Guarda florestal Adamson (3º lugar / Analógico / Filme / Retrato)
Fotografado acima, está o guarda Adamson, da Serva Conservancy. Ele dedicou sua vida a proteger a vida selvagem do norte do Quênia, dissipando o conflito homem-vida selvagem e arriscando sua vida lutando contra caçadores ilegais. Ele é apenas um dos muitos que desejam proteger a vida selvagem da África da extinção.

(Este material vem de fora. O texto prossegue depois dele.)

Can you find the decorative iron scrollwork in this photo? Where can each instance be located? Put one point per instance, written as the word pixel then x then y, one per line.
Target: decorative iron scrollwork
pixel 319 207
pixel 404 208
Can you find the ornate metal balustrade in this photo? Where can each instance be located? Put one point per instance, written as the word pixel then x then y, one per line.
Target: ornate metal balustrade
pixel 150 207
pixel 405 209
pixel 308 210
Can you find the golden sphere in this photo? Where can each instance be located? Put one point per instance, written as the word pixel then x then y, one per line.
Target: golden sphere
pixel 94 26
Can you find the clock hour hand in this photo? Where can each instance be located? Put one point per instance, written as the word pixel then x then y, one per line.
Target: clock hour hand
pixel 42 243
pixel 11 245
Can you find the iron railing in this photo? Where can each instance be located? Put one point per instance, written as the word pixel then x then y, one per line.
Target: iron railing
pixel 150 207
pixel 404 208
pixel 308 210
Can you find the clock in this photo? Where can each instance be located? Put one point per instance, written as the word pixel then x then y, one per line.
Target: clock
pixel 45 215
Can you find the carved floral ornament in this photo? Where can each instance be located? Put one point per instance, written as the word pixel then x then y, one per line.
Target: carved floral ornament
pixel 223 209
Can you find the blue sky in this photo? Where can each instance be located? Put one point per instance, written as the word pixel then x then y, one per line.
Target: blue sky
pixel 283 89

Não sei quem sou, apenas de onde venho (1º lugar / Analógico / Filme / Outro)
"Este é um projeto de documentário sobre o crescimento em uma pequena comunidade, em uma ilha na costa oeste da Noruega. É também sobre uma garota que acabou se mudando, desesperada para se distanciar do lugar onde nasceu e foi criada. Mas mais do que qualquer coisa, é uma jornada pessoal de voltar, depois de anos de terapia e de morar no exterior, tentando olhar o lugar com novos olhos - sem reprimir as lembranças ruins. Esta é minha tentativa de abraçar o fato inevitável de que algumas coisas serão para sempre conectado. Talvez eu nunca saiba quem eu realmente sou. Mas definitivamente é daqui de onde eu venho."

Oculto à vista (3º lugar / Analógico / Filme / Belas Artes)
"Durante o processamento do filme, aprendi que o filme em preto e branco não é totalmente preto e nem totalmente branco. O lado da emulsão é preto e branco, mas o lado anti-halation tem cores. Meu processo de revelação de filme às vezes permite as cores permanecem após o processamento. Este filme com uma imagem colorida ainda é um filme BW? Meus filmes têm duas realidades distintas simultaneamente: existência e não existência. Conceitualmente, há um filme em preto e branco e uma imagem. Porém, visualmente , há uma imagem colorida e um filme colorido. A imagem e a cor estão presentes, mas, ao mesmo tempo, não."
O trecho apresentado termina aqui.